Partindo de sua experiência, a Professora A reafirma as ideias de trabalhar os aniversariantes dos meses e com projetos de estímulo à frequência escolar, como exemplos de estratégias para a permanência dos estudantes. Além destas, a referida professora traz o trabalho em grupo e com apresentações de cartazes como outras sugestões. Percebemos que a docente se preocupa com a estima dos estudantes, quando ela, retomando a “motivação” de sua fala anterior, nos diz que ao chegar na sala de aula e ver os estudantes falava:“ - Levanta o ânimo meu povo, vamos animar, vamos fazer atividades diferentes hoje. Ai fazia”.
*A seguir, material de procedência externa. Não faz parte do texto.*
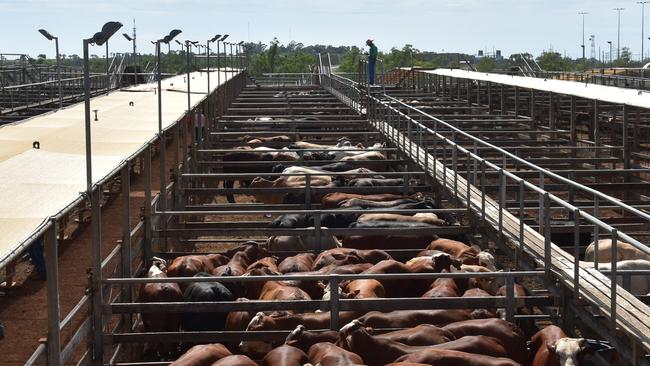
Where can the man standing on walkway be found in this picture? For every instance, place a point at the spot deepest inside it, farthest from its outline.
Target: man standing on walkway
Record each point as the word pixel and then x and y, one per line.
pixel 372 60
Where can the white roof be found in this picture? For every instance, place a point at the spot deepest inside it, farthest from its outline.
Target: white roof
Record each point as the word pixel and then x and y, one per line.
pixel 612 94
pixel 39 183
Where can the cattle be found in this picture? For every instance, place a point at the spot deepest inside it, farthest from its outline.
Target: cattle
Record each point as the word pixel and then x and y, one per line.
pixel 480 313
pixel 285 355
pixel 358 340
pixel 552 347
pixel 270 263
pixel 443 357
pixel 342 256
pixel 205 292
pixel 506 332
pixel 364 289
pixel 368 155
pixel 332 200
pixel 421 335
pixel 272 290
pixel 427 218
pixel 336 220
pixel 443 287
pixel 639 284
pixel 624 251
pixel 387 241
pixel 261 322
pixel 238 320
pixel 328 354
pixel 302 262
pixel 249 155
pixel 462 251
pixel 235 360
pixel 376 182
pixel 202 355
pixel 160 292
pixel 411 318
pixel 303 339
pixel 302 243
pixel 189 265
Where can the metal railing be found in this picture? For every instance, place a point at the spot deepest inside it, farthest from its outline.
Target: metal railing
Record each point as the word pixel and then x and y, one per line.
pixel 405 125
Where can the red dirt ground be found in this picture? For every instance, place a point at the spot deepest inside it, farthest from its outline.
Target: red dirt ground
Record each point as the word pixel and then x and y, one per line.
pixel 23 309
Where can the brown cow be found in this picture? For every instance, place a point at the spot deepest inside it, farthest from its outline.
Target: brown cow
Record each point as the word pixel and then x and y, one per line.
pixel 303 339
pixel 288 322
pixel 298 263
pixel 507 333
pixel 235 360
pixel 462 251
pixel 285 355
pixel 443 357
pixel 388 241
pixel 358 340
pixel 421 335
pixel 480 313
pixel 332 200
pixel 411 318
pixel 364 289
pixel 327 354
pixel 552 347
pixel 202 355
pixel 443 287
pixel 272 290
pixel 342 256
pixel 160 292
pixel 189 265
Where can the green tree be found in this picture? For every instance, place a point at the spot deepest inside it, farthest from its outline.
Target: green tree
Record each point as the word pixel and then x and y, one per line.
pixel 553 61
pixel 486 64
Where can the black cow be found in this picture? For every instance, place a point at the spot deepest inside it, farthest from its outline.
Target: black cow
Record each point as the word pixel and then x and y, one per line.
pixel 205 292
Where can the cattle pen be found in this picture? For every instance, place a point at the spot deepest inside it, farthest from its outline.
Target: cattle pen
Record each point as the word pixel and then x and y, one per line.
pixel 485 167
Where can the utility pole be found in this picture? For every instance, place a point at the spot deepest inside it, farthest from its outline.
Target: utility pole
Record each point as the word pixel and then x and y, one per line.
pixel 618 44
pixel 642 27
pixel 583 13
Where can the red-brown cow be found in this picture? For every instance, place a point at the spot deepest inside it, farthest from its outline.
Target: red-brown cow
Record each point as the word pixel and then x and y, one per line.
pixel 285 355
pixel 202 355
pixel 443 357
pixel 507 333
pixel 462 251
pixel 327 354
pixel 235 360
pixel 421 335
pixel 160 292
pixel 302 262
pixel 358 340
pixel 411 318
pixel 342 256
pixel 303 339
pixel 364 289
pixel 443 287
pixel 189 265
pixel 552 347
pixel 332 200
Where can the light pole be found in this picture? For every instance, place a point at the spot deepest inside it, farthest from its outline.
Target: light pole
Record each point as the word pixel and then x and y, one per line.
pixel 135 61
pixel 642 27
pixel 618 44
pixel 50 37
pixel 99 39
pixel 163 153
pixel 239 49
pixel 207 45
pixel 219 56
pixel 583 13
pixel 610 54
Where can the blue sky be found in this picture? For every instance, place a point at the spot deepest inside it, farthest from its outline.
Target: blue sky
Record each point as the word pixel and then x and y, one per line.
pixel 450 25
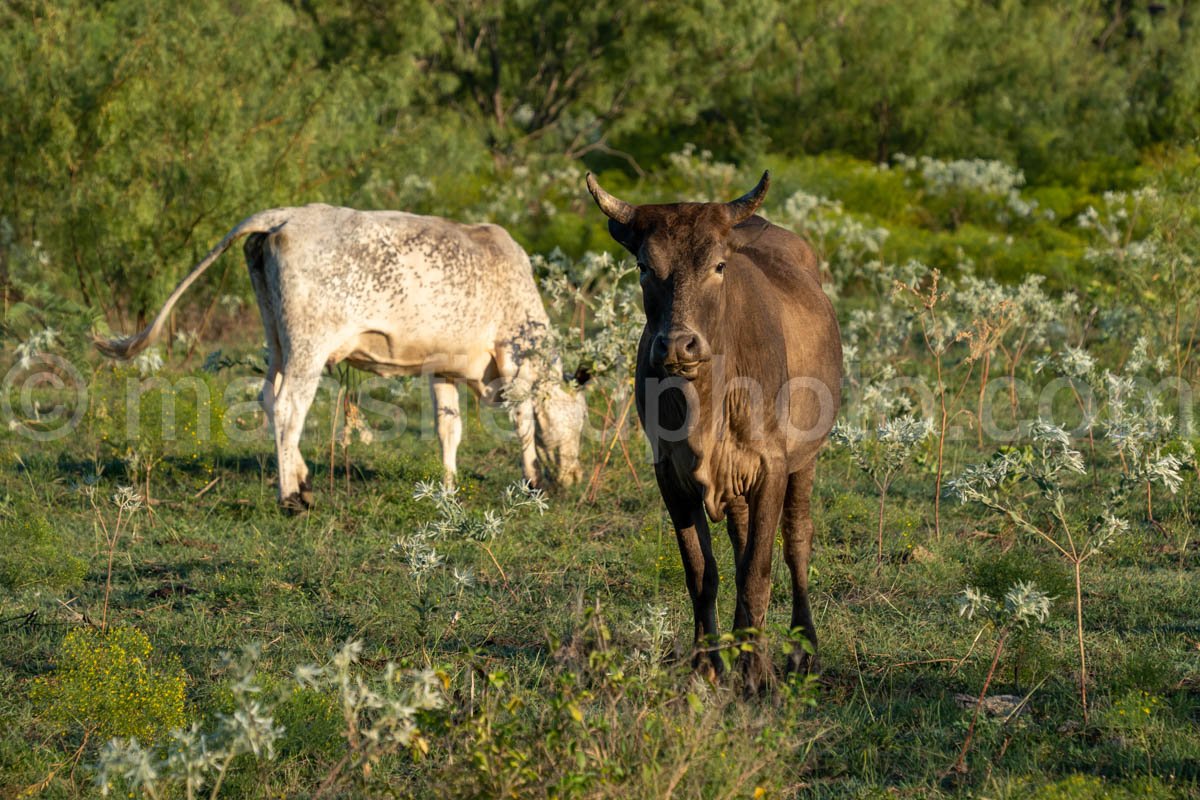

A Professora B, ao responder sobre as estratégias diz:

A gente precisa dar voz esses alunos. Eles sabem muita coisa, por isso eu acho que sendo aulas dinâmicas e com diferentes tipos de atividades, eles passariam a gostar mais da escola. Uma estratégia seria partir do que eles entendem e sabem de matemática, por exemplo, para então começar os conteúdos. Trabalhar com jogos didáticos é uma boa saída. Mas, claro, tudo isso a gente precisa planejar e ver se realmente contribui para a aprendizagem deles.

Esta resposta da Professora B reafirma nossa compreensão de que as “aulas dinâmicas” por ela citadas referem-se às atividades que ela entende como “diferenciadas”. O

dinamismo que ela se refere a estas atividades teria como base o “ouvir” dos estudantes o que eles “entendem e sabem de matemática”.

Compreendemos a intenção da Professora B como positiva, no que diz respeito à escuta dos jovens e adultos, para então, pensar estratégias. Contudo, entendemos que apenas ouvi-los e saber o que eles sabem para, em seguida, “começar os conteúdos”, como a mesma sinaliza, seria reduzir os saberes das vivências dos estudantes a simples pontos de partidas para os conteúdos curriculares. De outra forma, entendemos que seria hierarquizar os conteúdos curriculares como superiores aos das vivências dos estudantes. A referida professora, ao sugerir o uso dos “jogos didáticos”, finaliza enfatizando que não apenas estes, mas também a ação de escuta dos saberes dos estudantes precisa estar planejada e dentro de um limite de contribuição para a “aprendizagem deles”. Isso nos permite compreender um sentido de prática com uma intencionalidade pedagógica.

Em uma análise geral, compreendemos que as professoras entendem suas práticas pedagógicas como um possível fator de influência para a permanência dos estudantes na EJA. Estas práticas, apresentadas em suas falas como “aulas”, segundo as docentes, teriam melhor contribuição para esta permanência se fossem elaboradas seguindo estratégias diversificadas, seja por meio do uso de atividades diferenciadas, jogos didáticos ou músicas, o que para as mesmas seriam “aulas dinâmicas”.